Il Milan interviene per smentire le voci che nelle ultime ore si sono diffuse sui social riguardo a Franco Baresi. Con una nota pubblicata sul proprio profilo ufficiale su X, il club rossonero ha definito prive di fondamento le notizie circolate sulla storica bandiera del Diavolo.
«AC Milan smentisce le false notizie circolate in questi minuti riguardanti Franco Baresi», si legge nel comunicato diffuso dalla società. Il club ha inoltre confermato che l’ex capitano sta affrontando «un momento delicato», senza però fornire ulteriori dettagli sulle sue condizioni.
Nel messaggio, il Milan ha espresso la propria vicinanza a Baresi e ai suoi familiari, sottolineando che la società è al loro fianco «con affetto» e invitando tutti al massimo rispetto della privacy.

Il club ha anche rivolto un appello a tifosi e utenti dei social network affinché evitino di alimentare la diffusione di notizie non verificate. «Invitiamo tutti a rispettare la sua privacy e a non contribuire alla diffusione di informazioni prive di qualsiasi fondamento», conclude la nota.
Le indiscrezioni sulla presunta scomparsa dello storico capitano rossonero avevano iniziato a circolare rapidamente online, generando grande apprensione tra i tifosi e nel mondo del calcio.
Tra coloro che avevano inizialmente dato credito alle voci c’è stato anche il vicepremier Matteo Salvini, noto sostenitore del Milan, che aveva pubblicato un messaggio di cordoglio sui propri canali social.
«Il vero Milan, il vero calcio.
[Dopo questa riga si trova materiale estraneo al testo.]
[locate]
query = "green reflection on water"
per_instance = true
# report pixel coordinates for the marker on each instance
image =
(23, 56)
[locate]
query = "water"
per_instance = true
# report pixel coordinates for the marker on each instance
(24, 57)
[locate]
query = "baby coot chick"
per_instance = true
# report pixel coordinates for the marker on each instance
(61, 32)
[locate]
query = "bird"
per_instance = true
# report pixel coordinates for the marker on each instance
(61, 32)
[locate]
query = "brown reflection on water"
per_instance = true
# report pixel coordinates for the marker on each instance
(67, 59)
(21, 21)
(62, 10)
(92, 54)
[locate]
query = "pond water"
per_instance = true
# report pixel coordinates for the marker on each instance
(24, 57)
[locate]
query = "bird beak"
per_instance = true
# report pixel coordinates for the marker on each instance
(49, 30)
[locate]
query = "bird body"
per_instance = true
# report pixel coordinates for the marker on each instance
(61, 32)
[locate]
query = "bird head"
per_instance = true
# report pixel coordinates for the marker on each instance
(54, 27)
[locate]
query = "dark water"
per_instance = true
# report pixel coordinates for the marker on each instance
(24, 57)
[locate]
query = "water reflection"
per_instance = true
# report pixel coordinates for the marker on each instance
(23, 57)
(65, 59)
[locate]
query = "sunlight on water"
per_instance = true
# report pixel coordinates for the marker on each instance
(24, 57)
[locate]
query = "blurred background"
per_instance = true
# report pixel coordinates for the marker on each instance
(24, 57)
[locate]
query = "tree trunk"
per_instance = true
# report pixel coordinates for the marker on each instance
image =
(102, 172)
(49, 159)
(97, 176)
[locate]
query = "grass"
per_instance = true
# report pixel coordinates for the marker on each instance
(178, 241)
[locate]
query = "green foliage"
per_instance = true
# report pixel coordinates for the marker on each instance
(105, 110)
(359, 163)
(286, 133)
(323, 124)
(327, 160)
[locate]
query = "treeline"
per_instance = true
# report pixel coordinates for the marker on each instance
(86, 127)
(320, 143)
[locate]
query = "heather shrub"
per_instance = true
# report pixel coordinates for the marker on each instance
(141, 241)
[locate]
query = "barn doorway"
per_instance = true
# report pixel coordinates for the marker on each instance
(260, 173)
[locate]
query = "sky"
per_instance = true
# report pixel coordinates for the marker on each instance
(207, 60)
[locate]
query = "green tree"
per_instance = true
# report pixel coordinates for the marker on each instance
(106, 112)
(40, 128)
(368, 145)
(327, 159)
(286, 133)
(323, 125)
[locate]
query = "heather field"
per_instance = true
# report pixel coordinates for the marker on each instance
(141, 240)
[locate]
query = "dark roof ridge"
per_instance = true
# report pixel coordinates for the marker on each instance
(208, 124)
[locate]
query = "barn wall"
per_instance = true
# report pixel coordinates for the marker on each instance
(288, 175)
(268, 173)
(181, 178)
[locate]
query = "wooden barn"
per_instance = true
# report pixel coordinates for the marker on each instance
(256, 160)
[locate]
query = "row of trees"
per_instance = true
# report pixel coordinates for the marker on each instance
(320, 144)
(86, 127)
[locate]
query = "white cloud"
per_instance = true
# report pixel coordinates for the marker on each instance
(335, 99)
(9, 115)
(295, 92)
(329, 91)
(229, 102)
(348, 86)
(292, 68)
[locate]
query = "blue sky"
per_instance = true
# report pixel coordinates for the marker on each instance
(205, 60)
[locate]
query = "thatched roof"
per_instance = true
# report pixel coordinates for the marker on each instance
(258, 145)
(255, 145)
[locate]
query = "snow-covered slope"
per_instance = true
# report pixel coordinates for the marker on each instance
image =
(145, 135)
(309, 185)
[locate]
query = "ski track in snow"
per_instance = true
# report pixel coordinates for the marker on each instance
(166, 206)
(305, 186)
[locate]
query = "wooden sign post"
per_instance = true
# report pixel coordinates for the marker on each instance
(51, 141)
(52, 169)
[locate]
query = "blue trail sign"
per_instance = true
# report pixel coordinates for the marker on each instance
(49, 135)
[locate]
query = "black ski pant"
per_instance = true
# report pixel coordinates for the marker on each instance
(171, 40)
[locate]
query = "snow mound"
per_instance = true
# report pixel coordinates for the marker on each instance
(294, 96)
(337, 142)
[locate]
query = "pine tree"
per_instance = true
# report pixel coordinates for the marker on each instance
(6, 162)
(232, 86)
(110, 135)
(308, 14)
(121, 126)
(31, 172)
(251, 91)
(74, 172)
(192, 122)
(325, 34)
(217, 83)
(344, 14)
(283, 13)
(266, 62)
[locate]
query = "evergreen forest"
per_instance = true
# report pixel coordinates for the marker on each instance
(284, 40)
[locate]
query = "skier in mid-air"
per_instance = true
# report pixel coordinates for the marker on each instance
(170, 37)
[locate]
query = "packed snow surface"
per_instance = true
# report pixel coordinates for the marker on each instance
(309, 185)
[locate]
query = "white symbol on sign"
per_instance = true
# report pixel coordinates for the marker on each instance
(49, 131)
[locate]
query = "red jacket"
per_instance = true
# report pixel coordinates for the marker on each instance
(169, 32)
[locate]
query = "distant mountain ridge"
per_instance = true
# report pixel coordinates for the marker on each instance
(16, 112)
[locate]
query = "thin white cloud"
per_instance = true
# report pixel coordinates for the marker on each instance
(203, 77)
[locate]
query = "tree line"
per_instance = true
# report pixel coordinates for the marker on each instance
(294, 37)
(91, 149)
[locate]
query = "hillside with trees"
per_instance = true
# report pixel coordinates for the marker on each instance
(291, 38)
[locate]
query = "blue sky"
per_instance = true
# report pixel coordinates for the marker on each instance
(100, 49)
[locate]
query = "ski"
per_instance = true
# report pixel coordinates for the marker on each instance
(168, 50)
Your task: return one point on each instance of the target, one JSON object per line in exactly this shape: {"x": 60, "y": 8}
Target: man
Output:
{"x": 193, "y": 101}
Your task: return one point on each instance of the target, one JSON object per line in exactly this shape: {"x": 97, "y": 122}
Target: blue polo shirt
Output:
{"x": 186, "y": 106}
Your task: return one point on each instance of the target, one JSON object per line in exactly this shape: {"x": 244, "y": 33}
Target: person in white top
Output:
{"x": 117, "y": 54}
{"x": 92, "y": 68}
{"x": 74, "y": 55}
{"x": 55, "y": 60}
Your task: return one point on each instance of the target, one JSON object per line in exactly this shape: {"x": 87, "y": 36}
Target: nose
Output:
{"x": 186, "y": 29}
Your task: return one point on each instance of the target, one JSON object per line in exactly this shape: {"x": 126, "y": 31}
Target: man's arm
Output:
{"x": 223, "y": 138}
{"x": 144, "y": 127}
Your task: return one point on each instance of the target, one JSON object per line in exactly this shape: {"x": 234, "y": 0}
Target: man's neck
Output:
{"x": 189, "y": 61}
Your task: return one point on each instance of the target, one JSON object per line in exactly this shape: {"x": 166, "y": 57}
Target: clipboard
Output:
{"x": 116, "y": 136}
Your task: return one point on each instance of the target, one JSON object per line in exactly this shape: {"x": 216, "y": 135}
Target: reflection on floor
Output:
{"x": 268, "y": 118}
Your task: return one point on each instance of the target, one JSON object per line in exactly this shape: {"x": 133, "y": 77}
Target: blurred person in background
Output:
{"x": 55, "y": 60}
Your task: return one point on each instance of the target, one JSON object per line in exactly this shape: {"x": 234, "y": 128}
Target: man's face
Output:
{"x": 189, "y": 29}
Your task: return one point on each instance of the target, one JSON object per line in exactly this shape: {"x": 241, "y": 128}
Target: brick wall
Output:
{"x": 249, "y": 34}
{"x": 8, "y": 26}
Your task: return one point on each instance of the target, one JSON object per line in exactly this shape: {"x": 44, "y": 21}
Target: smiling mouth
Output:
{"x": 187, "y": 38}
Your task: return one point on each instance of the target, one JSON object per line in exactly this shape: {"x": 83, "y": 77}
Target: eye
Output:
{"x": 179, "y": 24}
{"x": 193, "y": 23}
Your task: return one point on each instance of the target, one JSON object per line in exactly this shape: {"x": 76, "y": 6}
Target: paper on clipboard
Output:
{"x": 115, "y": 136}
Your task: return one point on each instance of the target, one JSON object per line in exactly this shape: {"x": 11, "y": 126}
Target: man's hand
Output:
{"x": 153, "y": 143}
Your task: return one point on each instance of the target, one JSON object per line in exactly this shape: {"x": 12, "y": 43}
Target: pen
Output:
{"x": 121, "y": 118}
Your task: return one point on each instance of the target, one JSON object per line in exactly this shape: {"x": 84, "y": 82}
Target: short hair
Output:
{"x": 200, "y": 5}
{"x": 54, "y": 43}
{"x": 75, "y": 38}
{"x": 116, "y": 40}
Vola con la tua curva Capitano, sei stato e sarai per sempre la nostra bandiera», aveva scritto Salvini in un post poi rimosso dopo la smentita ufficiale diffusa dalla società rossonera.
La precisazione del Milan ha così contribuito a fermare la diffusione delle indiscrezioni, ribadendo che le notizie circolate sulla morte di Franco Baresi erano false e prive di qualsiasi riscontro.
L’episodio riaccende l’attenzione sul fenomeno delle fake news e sull’importanza di verificare le informazioni prima della loro diffusione, soprattutto quando riguardano temi particolarmente delicati come lo stato di salute di personaggi pubblici.